A table you create without partitioning puts the data in a single directory. Partitioning
   divides the data into multiple directories. Queries of one or more columns based on the
   directories can run faster. Lengthy full table scans are avoided. Only data in the relevant
   directory is scanned. For example, a school_records table partitioned on a
    year column, segregates values by year into separate directories. A
    WHERE condiition such as YEAR=2020, YEAR IN
    (2020,2019), or YEAR BETWEEN 2001 AND 2010 scans only the data in the
   appropriate directory to resolve the query. Using partitions typically improves query
   performance.
CREATE TABLE sale(id in, amount decimal) PARTITIONED BY (xdate string, state string);
   To insert data into this table, you specify the partition key for fast loading:
   INSERT INTO sale (xdate='2016-03-08', state='CA') SELECT * FROM staging_table WHERE xdate='2016-03-08' AND state='CA'; You
   do not need to specify dynamic partition columns. Hive generates a partition specification if you
   enable dynamic partitions.
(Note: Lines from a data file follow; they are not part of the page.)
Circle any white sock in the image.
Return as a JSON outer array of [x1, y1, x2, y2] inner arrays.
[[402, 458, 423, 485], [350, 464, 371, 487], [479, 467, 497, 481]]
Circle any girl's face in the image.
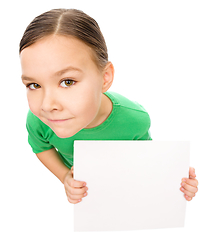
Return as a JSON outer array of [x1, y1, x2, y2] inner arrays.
[[20, 35, 112, 138]]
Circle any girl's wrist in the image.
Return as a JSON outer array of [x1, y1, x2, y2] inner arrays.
[[63, 169, 72, 184]]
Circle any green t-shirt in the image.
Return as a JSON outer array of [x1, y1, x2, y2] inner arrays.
[[26, 91, 152, 168]]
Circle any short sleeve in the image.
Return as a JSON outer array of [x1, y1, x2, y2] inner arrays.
[[133, 111, 152, 140], [137, 130, 152, 140], [26, 110, 54, 154]]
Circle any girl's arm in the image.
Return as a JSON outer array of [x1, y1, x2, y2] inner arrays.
[[36, 148, 88, 203], [36, 148, 70, 183]]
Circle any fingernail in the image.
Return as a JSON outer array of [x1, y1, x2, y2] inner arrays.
[[182, 178, 186, 182], [186, 195, 191, 200]]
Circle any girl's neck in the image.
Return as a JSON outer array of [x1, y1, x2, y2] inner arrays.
[[85, 93, 113, 129]]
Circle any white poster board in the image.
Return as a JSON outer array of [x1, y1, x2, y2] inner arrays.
[[73, 141, 190, 232]]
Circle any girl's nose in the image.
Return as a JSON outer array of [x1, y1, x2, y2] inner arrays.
[[41, 91, 61, 112]]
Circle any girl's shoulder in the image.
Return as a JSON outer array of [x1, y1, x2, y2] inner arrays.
[[105, 91, 149, 114], [105, 91, 151, 129], [26, 110, 52, 136], [27, 110, 46, 127]]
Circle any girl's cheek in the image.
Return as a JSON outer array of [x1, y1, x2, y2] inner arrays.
[[28, 103, 38, 116], [27, 95, 41, 116]]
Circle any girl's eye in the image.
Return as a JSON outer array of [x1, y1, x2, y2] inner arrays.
[[28, 83, 41, 90], [60, 79, 76, 88]]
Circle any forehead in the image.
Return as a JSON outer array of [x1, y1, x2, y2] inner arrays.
[[20, 35, 98, 77]]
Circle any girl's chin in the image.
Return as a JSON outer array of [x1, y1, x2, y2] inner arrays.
[[54, 131, 74, 138], [52, 128, 80, 139]]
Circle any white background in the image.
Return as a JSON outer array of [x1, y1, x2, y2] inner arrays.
[[1, 0, 205, 239]]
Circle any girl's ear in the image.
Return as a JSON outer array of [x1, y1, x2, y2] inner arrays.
[[102, 62, 114, 93]]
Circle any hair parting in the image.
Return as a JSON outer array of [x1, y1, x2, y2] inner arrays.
[[19, 8, 108, 71]]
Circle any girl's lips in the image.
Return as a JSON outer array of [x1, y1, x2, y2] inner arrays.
[[48, 119, 70, 123]]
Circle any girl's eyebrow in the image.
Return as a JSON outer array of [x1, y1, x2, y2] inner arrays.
[[54, 66, 83, 76], [21, 66, 83, 82], [21, 76, 34, 82]]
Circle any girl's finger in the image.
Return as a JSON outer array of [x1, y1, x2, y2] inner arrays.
[[189, 167, 196, 179], [67, 190, 87, 200], [68, 178, 86, 188], [182, 178, 198, 187], [189, 174, 196, 179], [67, 196, 82, 204], [67, 185, 88, 196], [184, 194, 192, 201], [71, 166, 74, 175], [180, 187, 196, 198], [181, 182, 198, 194]]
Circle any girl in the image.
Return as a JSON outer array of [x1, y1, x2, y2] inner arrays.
[[20, 8, 198, 204]]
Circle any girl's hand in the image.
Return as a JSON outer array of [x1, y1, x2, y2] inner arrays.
[[63, 166, 88, 204], [180, 167, 198, 201]]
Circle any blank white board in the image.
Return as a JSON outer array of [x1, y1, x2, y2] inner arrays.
[[73, 141, 190, 232]]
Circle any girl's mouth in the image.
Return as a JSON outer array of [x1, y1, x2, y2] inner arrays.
[[48, 119, 70, 123]]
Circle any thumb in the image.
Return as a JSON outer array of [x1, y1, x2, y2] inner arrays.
[[189, 167, 196, 179]]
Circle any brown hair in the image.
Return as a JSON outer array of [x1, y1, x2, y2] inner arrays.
[[19, 9, 108, 70]]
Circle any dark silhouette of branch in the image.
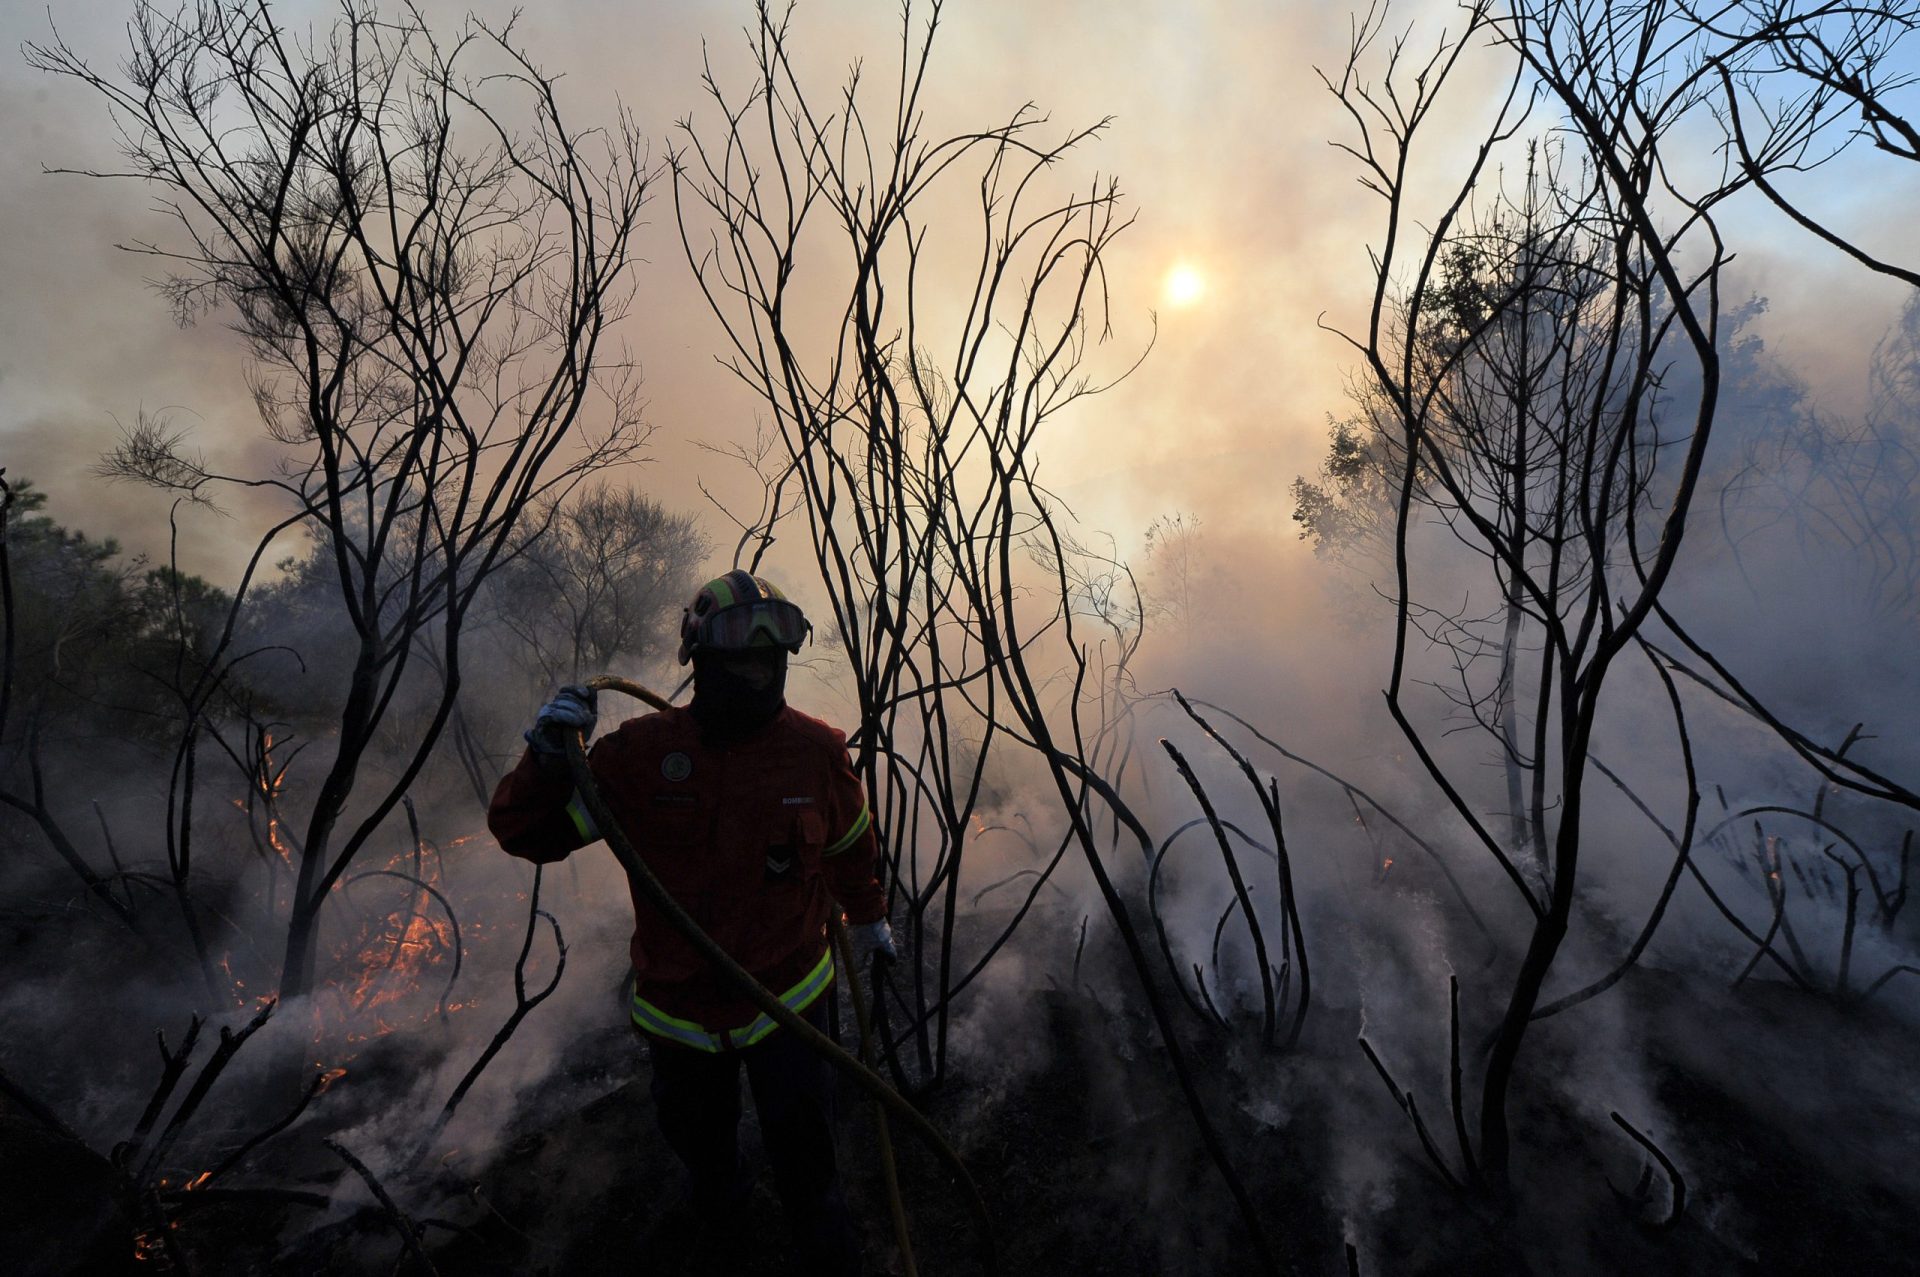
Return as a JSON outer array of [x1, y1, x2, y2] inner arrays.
[[1183, 697, 1495, 948], [1161, 737, 1278, 1048], [1173, 692, 1313, 1049], [416, 867, 564, 1163], [326, 1138, 440, 1276], [1609, 1110, 1686, 1227], [137, 1001, 278, 1190], [1534, 640, 1701, 1018]]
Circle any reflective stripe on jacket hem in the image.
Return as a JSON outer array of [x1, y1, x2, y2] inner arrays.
[[631, 946, 835, 1052]]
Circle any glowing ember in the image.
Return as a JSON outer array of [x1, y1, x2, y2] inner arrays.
[[345, 909, 457, 1014], [288, 826, 514, 1066], [266, 815, 294, 867]]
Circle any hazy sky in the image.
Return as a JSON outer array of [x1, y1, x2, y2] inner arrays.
[[2, 0, 1915, 584]]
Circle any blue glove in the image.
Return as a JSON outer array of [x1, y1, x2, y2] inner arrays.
[[847, 918, 897, 969], [525, 685, 598, 756]]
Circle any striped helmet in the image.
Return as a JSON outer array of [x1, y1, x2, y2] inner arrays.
[[677, 570, 812, 665]]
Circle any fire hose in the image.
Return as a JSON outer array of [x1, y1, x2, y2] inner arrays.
[[572, 676, 991, 1275]]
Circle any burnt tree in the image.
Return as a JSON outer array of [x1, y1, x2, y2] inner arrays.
[[30, 0, 653, 1001]]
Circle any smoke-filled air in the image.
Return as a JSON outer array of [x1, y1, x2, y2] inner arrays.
[[4, 1, 1919, 1273]]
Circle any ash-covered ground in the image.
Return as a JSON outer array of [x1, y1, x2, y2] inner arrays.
[[13, 888, 1913, 1277]]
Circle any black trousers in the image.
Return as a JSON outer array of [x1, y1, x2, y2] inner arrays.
[[647, 999, 862, 1276]]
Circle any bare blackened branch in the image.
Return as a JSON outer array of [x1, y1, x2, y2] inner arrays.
[[1609, 1110, 1686, 1227], [1359, 1034, 1466, 1193], [203, 1068, 337, 1186], [1172, 692, 1313, 1049], [116, 1017, 204, 1173], [27, 0, 655, 1003], [1534, 640, 1701, 1018], [1161, 737, 1278, 1048], [137, 1000, 277, 1190], [326, 1137, 441, 1276], [415, 867, 565, 1163]]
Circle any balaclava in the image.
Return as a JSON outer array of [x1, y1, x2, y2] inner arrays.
[[689, 649, 788, 744]]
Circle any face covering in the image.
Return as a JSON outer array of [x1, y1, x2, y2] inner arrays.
[[690, 651, 788, 743]]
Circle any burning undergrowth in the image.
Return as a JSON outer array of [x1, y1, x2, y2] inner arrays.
[[0, 769, 645, 1274], [1, 533, 1914, 1277], [4, 701, 1920, 1276]]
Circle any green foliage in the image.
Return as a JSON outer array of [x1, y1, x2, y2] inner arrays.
[[1289, 415, 1397, 564], [1419, 240, 1499, 345], [1, 479, 236, 752]]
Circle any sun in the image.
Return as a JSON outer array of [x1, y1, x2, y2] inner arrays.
[[1164, 263, 1206, 308]]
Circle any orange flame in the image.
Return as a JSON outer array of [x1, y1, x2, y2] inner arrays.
[[345, 908, 455, 1015], [266, 814, 294, 868]]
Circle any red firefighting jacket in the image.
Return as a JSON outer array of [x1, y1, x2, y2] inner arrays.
[[487, 704, 886, 1051]]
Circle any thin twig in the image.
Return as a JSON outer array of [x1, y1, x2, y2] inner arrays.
[[138, 1001, 277, 1190], [204, 1068, 337, 1186], [416, 867, 565, 1162], [119, 1017, 204, 1171], [1162, 737, 1277, 1046], [326, 1138, 440, 1275], [1358, 1036, 1464, 1192]]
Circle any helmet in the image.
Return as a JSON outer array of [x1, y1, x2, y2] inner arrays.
[[677, 570, 812, 665]]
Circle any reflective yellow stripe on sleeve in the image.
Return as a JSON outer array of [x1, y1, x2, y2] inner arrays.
[[822, 802, 871, 857], [563, 791, 599, 843]]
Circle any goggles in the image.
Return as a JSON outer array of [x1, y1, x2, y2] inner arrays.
[[690, 597, 812, 655]]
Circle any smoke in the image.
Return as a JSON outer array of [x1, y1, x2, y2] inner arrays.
[[4, 1, 1920, 1272]]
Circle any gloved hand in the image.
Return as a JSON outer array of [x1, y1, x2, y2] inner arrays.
[[525, 684, 598, 756], [846, 918, 897, 969]]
Examples of a query on partitioned data
INSERT INTO sale (xdate, state)
SELECT * FROM staging_table;Follow these best practices when you partition tables and query partitioned tables:
- Never partition on a unique ID.
 - Size partitions to greater than or equal to 1 GB on average.
 - Design queries to process not more than 1000 partitions.
 
Invalid Characters in a Partition Name
- colon
 - question mark
 - percent
 
If you use these characters in a partition name, your directories will be named using the URL encoding of these characters, as described in "Why some special characters should not be used in a partition name in Hive/Impala."